Burkhard Wenger Sie hat gern Masken angezogen und sich kostümiert, das hat sie sehr gern gemacht, in einem metallisch-schillernden Kleid war sie das kleine Meretlein von Gottfried Keller, das böse Kind, das nicht gelernt hat, nicht geglaubt hat, nicht gefolgt hat, alle Männer verhext hat, das war schon eine lustige Namenwahl, nomen est omen, kann man da schon sagen!

Thomas Levy ... ja, das Meretlein, das ist, glaub ich, oh Gott, das ist doch so ein Schweizer Hutschidiputschili, es gibt irgend so einen anderen Schweizer Ausdruck dafür, aber ich finde, dass sie das nicht war ...

Ruth Henry ... sie war ja Schweizerin zur Hälfte ...

Daniel Spoerri ... sie ist ’13 geboren, genau, der Bruder ist ’19 geboren, genau ...

Burkhard Wenger Ich bin 6 Jahre jünger als sie. Sie liebte die Eltern und die Eltern liebten sie, sie war das Traumkind meiner Mutter.

Thomas Levy ... ich meine, sie ist nicht die Hexe oder das Kräutermädchen, die da was macht oder kocht, dafür war sie viel zu realistisch, sie stand schon mit beiden Beinen im Leben ...

Burkhard Wenger ... meine Mutter hatte sich immer gewünscht: ein schönes Kind, ein gescheites Kind und ein liebes Kind. Sie haben ja vorhin das Schild gesehen: Meret-Oppenheim-Straße ...

Martin Bühler ... die Straße ist grauenhaft, Medienmarkt und andere grauenhafte Sachen ...

Burkhard Wenger ... bei der Einweihung dieser Straße in Basel hab ich diese Geschichte auch erzählt ...
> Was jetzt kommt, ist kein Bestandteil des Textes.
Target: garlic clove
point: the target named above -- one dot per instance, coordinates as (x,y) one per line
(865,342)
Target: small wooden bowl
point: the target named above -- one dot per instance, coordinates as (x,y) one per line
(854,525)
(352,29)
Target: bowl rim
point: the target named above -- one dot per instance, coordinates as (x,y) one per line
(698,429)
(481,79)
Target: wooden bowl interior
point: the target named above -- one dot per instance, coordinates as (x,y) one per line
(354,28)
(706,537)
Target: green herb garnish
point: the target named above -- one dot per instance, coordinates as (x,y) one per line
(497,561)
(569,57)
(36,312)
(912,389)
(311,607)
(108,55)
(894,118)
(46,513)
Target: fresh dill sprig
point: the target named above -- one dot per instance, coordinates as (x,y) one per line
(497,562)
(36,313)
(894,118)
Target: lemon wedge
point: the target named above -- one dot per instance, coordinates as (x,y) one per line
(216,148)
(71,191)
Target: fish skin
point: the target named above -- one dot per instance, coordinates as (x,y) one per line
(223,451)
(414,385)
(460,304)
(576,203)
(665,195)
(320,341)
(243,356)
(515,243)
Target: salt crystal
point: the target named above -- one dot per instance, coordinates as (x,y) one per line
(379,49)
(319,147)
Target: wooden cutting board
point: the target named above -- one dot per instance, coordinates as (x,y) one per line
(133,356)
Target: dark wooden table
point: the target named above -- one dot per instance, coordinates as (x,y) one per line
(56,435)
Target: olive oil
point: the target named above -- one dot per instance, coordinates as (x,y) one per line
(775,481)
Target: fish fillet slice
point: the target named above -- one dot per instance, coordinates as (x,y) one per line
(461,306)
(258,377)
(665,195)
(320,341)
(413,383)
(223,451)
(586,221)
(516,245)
Martin Bühler ... es sah noch viel grässlicher aus, man hätte, in Anführungszeichen »man«, da hätte ich auch zugehört, sich wehren können und sagen, kommt nicht in Frage, und »man« hat’s dann aber nicht gemacht, mir war’s einfach auch egal, ich hab mich damals, als die ganze Sache akut wurde, nicht so fest gekümmert ...

Burkhard Wenger ... und hab dann gesagt, es ist genauso herausgekommen: Meret war ein wunderschönes Kind, Kristin hochgescheit, und dann hab ich nichts mehr gesagt ...
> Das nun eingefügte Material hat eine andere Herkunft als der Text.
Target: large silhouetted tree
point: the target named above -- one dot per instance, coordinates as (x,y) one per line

Martin Bühler ... bin dann erst später wieder eingestiegen und habe gesagt, ich möchte auch als Teil der Familie sagen, so, das machen wir, das machen wir nicht ...

Burkhard Wenger Es war eine alte Tradition in der Familie, dass man sich gut mochte. Meret hat sich gut gefühlt in der Familie, das muss man schon sagen, auch in der großelterlichen. Sie liebte den Großvater, Theo Wenger, und die Großmutter heiß, die hatten ein wunderschönes Haus im Jura, in Delsberg, Delémont. Da haben Meret, ihre Mutter und ihre Schwester viele Monate im Ersten Weltkrieg verbracht, als mein Vater als Sanitätsoffizier, ich weiß nicht mehr welchen Grades, Major oder so, im Feld war.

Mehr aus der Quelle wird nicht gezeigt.